Integrating Remote IDs With In-Person Employees
A remote Instructional Design (ID) team can benefit higher education institutions significantly. Remote ID teams can provide a high level of expertise and knowledge in the Instructional Design field and save the institution money by not having to pay for office space or benefits. Hiring remote Instructional Designers also provides more options, as you will no longer be limited to prospective employees in your region and will not have to pay the cost of relocation. However, some things must be considered when setting up a remote ID team, especially when collaborating with on-campus employees. This article will explore some strategies that can be used to ensure high levels of communication and productivity and avoid some of the pitfalls that can occur when working with a remote team.
Utilizing Leadership Support
First, you need leadership support for your team to work remotely. With that support, especially if the greater culture is in-person work, successfully collaborating as a remote employee with in-person employees may be more manageable. Only some staff may support a remote Instructional Design team, which is okay as long as they are not decision-making stakeholders regarding whether or not an ID team can work remotely. If a few select employees grumble about Instructional Designers working from home, but your team is meeting or exceeding goals, ignore that because your team’s performance will speak for itself. However, it would be best to try assimilating into the institution’s culture.
How To Assimilate A Remote Instructional Design Team Into An Organization
A remote Instructional Design team must assimilate into the organization to succeed. This can be accomplished by ensuring high levels of communication between the team and on-campus or in-office employees. The following are some tips for doing this:
- Have regular video or audio conferences with the entire team so that everyone is on the same page. This is especially important if team members are in different time zones.
- Use an online project management tool so everyone can access the same information and see what needs to be done.
- Ensure all deadlines are communicated, and some flexibility is built into the schedule if something comes up.
- Encourage team members to socialize with each other outside of work so that they can get to know each other on a personal level.
- Celebrate successes together, even if it’s just virtually, so everyone feels like they are part of the team and contributing to its success.
Common Pitfalls When Working With Remote Employees
There are some common pitfalls when working with remote employees that should be avoided to ensure a successful collaboration:
- Avoid regular check-ins because you don’t want to micromanage
It’s important to touch base with your team regularly so that you can provide feedback and ensure that everyone is on track.
- Not being clear about expectations
It’s essential to set clear expectations from the beginning to avoid confusion about what needs to be done.
- Not providing adequate training
If you expect your team to hit the ground running, you need to provide them with adequate training to know how to do their job well.
- Not trusting your team
If you don’t trust your team, it will be difficult for them to trust you and feel like they are part of the organization.

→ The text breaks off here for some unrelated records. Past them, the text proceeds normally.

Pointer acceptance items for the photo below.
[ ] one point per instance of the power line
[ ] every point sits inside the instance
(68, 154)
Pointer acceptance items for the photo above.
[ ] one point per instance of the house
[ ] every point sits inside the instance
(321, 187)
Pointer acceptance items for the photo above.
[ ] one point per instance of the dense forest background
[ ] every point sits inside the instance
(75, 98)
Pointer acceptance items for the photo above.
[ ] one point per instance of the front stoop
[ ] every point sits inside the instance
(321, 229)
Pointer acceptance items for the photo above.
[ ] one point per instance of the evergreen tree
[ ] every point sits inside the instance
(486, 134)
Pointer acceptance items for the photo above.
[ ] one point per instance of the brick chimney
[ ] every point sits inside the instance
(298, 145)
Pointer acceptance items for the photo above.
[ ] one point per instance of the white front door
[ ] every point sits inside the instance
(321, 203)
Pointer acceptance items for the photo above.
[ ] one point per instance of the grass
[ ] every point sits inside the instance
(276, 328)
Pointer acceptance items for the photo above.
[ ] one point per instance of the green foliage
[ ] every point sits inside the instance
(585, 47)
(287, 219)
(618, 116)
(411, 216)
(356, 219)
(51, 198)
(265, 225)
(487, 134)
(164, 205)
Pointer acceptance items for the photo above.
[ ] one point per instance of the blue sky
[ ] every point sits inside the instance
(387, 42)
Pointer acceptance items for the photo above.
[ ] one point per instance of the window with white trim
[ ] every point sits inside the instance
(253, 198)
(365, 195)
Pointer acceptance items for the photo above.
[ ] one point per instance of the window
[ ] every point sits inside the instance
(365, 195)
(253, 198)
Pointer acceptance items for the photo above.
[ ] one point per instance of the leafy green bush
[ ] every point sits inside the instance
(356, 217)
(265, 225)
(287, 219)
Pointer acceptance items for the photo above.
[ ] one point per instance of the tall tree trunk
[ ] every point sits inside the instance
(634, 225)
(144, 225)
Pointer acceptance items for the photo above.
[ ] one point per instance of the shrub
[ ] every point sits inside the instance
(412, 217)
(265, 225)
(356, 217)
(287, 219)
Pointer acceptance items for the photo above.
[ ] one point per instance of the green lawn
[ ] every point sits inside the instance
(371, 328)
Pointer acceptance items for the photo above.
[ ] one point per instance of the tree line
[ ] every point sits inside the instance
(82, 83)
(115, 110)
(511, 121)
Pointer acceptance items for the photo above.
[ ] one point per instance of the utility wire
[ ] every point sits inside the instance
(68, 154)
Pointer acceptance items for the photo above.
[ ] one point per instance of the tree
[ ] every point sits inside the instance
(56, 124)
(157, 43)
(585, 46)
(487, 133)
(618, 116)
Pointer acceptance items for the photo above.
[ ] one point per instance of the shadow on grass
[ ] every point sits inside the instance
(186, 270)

It’s essential to build trust by being transparent and communicating regularly.
- Not taking advantage of technology
Many tools can help you stay connected with your team and avoid common pitfalls when working with remote employees. Be sure to take advantage of them.
Resolving Additional Challenges With Remote Instructional Design Teams
Another challenge when working with a remote Instructional Design team is communication. It is essential to have regular check-ins with all team members to ensure that everyone is on track and meeting deadlines. As mentioned earlier, one way to do this is through project management software. Project management software can create tasks, assign deadlines, and track progress. Another way to facilitate communication is to use video conferencing software for meetings and presentations. When using video conferencing software, turn your video on. It makes meetings more personable, which can be important when collaborating with on-campus colleagues.
When an institution permits select employees to work remotely or even in a hybrid setup, it’s natural for others to feel a bit envious. Perhaps they’re thinking, “I can also do my work at home; why do I have to come to campus?” That is a valid question, but only their supervisors and institutional leadership can provide the answer. Some leaders have more progressive management styles, so it varies from leader to leader. The same can be said for institutions; some may see remote employees’ value, while others insist that employees come to campus every day and that policy has no flexibility.
Working with a remote Instructional Design team has many advantages, and the pros outweigh the cons, but there can be some challenges when collaborating with on-campus employees. You can avoid pitfalls and maximize productivity by setting up clear roles and responsibilities, establishing regular check-ins, utilizing video conferencing, and encouraging transparency and open communication.